Kids Helping Kids: Local Boys Raise Money for Surfing For Autism
From left to right: Matty Miller, Mason Miller, Logan Grizzard, Barritt Grizzard
Driven by their passion for surfing and a strong desire to give back to the community, four local children have raised thousands of dollars to support Surfing for Autism, an autism awareness event held on the Outer Banks each summer. The popular event provides participating children with the opportunity to experience the therapeutic benefits of surfing in a safe environment. Brothers Matty and Mason Miller, along with friends Barritt and Logan Grizzard, turned what could have been a lucrative roadside snow cone stand into an ongoing effort to help an organization that shares something close to their hearts with children with special needs.
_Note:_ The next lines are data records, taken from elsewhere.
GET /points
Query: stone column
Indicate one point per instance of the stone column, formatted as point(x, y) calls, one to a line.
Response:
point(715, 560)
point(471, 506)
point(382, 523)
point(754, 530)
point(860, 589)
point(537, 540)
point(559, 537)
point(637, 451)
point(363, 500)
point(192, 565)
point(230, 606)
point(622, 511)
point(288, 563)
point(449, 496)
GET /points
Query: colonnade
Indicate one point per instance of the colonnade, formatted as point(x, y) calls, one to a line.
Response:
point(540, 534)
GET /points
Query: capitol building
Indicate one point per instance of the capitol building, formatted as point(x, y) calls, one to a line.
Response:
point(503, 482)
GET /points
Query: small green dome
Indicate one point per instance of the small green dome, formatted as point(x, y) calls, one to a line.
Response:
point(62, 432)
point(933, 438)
“They almost instantly decided they wanted to raise money for Surfing for Autism,” says mom Emily Miller.“They all agreed that because they love surfing so much, they wanted to help this cause so that others might have an opportunity to participate in an activity they view as ‘the best thing ever.’”Their fundraising efforts began with a small snow cone machine and some ice on a hot summer day in 2012 in front of the Millers’ Colington Harbour home. The four friends had immediate success. “You would not believe the people who would just drive by and hand out $5, $10, $15 and $20 bills. It was an awesome experience for them to see just how giving people can be,” Miller said.
The boys raised about $400 that first summer and that’s all it took for them to know they didn’t want to stop there. The group of friends expanded their efforts the following spring with the help of Jim and April Vaughn of Whalebone Surf Shop. The couple donated a surfboard for the boys to raffle off. The surfboard raffle raised $2,000 for Surfing for Autism. In the meantime, they also continued their snow cone business that summer and were able to bring in more money for the non-profit group. This spring, the Vaughns again donated a surfboard so the boys could hold another raffle. This year’s raffle raised an initial $3,000, but winner Mary Winstead returned the board to the boys so they could continue to sell raffle tickets. The result was an additional $1,000. The board was finally awarded to a winner in August. “A tiny idea has turned into something that I know Connie Grizzard and I will encourage the boys to continue to participate and raise money for in years to come,” Miller said. She says that likely won’t be enough to keep the do-gooders happy, though. The friends have attended the event each year and have big plans to one day volunteer as surfers who work with the children.
“We have been humbled by the continued support and awareness by the Millers and Grizzards,” said SFA president Eileen Lowery. “It has been wonderful to witness kids thinking of others and then actually following through by helping their own peers.”
Their efforts, she said, have caused a ripple effect among local children who have also begun to raise money and awareness for SFA. Last year, the four received the Eric Gardner Memorial Award for their efforts. This year, the torch was passed to Seth Daniels and Kai Collins. The two elementary school children made and sold rainbow loom bracelets to raise money for SFA. The award is given to community members who exemplify Gardner’s passion for SFA’s mission. A local businessman and avid surfer, Gardner died in January of 2013 and was instrumental in the organization since its conception.
Eighty-five children participated in the two-day event last month at Jennette’s Pier. Proceeds from a silent auction earlier that month were used to provide the weekend free for participating families. The annual event this year included dinner, fishing for children and siblings and a lesson in surfing skills at Jennette’s Pier on Aug. 22. The next day, children were able to surf for four hours, each helped by two surfers and a skilled therapist or teacher.